15. US Government Rights. The API is a “commercial item” as that term is defined at 48 C.F.R. § 2.101, consisting of “commercial computer software” and “commercial computer software documentation” as such terms are used in 48 C.F.R. § 12.212. Accordingly, if you are an agency of the US Government or any contractor therefor, you receive only those rights with respect to the API as are granted to all other end users under license, in accordance with (a) 48 C.F.R. § 227.7201 through 48 C.F.R. § 227.7204, with respect to the Department of Defense and their contractors, or (b) 48 C.F.R. § 12.212, with respect to all other US Government licensees and their contractors.

16. Modifications. You acknowledge and agree that we have the right, in our sole discretion, to modify this Agreement from time to time. You will be notified of modifications through notifications or posts on https://docs.travtus.com and/or direct email communication from us. You will be responsible for reviewing and becoming familiar with any such modifications.

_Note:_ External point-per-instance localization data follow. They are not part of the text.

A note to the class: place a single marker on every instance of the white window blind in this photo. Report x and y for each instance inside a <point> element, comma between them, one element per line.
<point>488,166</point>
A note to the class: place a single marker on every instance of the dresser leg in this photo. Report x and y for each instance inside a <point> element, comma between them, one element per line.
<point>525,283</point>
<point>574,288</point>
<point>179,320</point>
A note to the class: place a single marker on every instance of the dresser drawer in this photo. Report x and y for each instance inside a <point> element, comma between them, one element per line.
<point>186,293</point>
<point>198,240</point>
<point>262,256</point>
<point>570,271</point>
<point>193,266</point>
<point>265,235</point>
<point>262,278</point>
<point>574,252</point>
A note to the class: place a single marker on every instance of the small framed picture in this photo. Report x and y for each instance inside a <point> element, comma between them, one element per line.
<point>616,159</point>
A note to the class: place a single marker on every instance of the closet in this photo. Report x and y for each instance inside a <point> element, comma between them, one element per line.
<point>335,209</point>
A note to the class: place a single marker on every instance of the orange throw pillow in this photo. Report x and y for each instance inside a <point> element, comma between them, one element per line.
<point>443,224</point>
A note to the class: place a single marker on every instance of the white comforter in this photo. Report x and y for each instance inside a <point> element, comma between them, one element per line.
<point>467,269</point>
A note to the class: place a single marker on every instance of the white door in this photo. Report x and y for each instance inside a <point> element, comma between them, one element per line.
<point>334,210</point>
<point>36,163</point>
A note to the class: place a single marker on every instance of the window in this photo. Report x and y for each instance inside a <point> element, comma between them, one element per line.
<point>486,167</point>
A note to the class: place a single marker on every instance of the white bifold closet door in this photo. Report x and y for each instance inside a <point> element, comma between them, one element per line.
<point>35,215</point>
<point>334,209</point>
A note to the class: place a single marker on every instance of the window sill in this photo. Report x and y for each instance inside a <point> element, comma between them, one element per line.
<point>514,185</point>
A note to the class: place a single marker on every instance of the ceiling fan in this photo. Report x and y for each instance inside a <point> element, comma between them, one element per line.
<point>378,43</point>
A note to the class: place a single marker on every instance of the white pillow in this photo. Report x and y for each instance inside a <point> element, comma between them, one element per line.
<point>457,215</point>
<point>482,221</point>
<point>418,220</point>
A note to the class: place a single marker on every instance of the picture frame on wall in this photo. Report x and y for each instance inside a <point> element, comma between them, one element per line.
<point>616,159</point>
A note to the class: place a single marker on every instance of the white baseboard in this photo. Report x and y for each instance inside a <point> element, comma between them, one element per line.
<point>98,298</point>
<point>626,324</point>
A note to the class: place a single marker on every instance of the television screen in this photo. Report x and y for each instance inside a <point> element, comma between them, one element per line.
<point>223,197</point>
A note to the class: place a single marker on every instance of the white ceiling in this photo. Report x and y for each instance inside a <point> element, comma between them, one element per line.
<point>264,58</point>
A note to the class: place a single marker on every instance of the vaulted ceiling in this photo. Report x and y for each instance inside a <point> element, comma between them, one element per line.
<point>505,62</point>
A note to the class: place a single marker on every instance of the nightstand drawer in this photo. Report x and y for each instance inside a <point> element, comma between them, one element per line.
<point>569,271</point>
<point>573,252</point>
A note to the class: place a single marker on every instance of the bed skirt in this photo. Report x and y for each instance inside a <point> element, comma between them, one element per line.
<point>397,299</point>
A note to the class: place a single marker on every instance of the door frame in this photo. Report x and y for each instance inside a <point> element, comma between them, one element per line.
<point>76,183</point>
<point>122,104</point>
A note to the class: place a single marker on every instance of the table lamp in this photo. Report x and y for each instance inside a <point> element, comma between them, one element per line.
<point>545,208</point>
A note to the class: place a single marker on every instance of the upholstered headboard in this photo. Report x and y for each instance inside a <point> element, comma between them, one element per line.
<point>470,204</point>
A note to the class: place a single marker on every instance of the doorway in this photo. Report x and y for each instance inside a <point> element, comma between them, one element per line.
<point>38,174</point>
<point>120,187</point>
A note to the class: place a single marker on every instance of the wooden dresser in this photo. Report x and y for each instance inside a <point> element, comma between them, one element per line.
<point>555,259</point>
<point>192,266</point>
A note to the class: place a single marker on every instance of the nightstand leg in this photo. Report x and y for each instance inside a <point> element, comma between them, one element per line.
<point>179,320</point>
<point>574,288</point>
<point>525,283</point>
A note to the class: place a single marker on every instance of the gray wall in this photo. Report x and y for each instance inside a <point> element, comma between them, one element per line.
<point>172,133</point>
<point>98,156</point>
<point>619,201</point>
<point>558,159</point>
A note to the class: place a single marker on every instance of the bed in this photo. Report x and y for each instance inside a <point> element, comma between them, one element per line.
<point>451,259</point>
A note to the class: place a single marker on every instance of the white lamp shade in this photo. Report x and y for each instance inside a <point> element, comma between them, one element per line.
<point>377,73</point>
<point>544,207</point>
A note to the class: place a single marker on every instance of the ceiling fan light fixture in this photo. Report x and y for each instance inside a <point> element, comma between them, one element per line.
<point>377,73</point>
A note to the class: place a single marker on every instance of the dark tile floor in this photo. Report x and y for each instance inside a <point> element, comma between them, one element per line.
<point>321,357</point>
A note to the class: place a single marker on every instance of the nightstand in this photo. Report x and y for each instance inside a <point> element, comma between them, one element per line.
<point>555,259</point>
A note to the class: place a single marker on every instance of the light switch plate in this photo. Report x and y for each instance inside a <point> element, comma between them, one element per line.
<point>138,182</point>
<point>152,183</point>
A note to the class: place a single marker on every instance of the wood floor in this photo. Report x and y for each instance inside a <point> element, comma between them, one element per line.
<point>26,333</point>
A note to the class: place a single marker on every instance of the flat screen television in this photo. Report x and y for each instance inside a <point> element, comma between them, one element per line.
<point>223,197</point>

17. Governing Law and Jurisdiction. This Agreement shall be governed by and construed in accordance with the laws of the Commonwealth of Pennsylvania without regard to its conflict of law provisions. Each party agrees that any dispute shall be brought exclusively in the state or federal courts sitting within the judiciary district of the United States District Court in the Eastern District of Pennsylvania, Philadelphia County, and that it will submit to the jurisdiction of the state or federal courts therein, and to waive any and all objections to the exercise of jurisdiction over the parties by such courts and to venue in such courts.

18. Miscellaneous. This Agreement constitutes the entire agreement and understanding between the parties hereto with respect to the subject matter hereof and supersedes all prior and contemporaneous understandings, agreements, representations, and warranties, both written and oral, with respect to such subject matter. Any notices to us must be sent to our corporate headquarters address at 25 Liverpool Street, London, EC2M 7PD, United Kingdom and must be delivered either in person, by certified or registered mail, return receipt requested and postage prepaid, or by recognized overnight courier service, and are deemed given upon receipt by us. Notwithstanding the foregoing, you hereby consent to receiving electronic communications from us. These electronic communications may include notices about applicable fees and charges, transactional information, and other information concerning or related to the API. You agree that any notices, agreements, disclosures, or other communications that we send to you electronically will satisfy any legal communication requirements, including that such communications be in writing. The invalidity, illegality, or unenforceability of any provision herein does not affect any other provision herein or the validity, legality, or enforceability of such provision in any other jurisdiction. Any failure to act by us with respect to a breach of this Agreement by you or others does not constitute a waiver and will not limit our rights with respect to such breach or any subsequent breaches. This Agreement is personal to you and may not be assigned or transferred for any reason whatsoever without our prior written consent and any action or conduct in violation of the foregoing will be void and without effect. We expressly reserve the right to assign this Agreement and to delegate any of its obligations hereunder.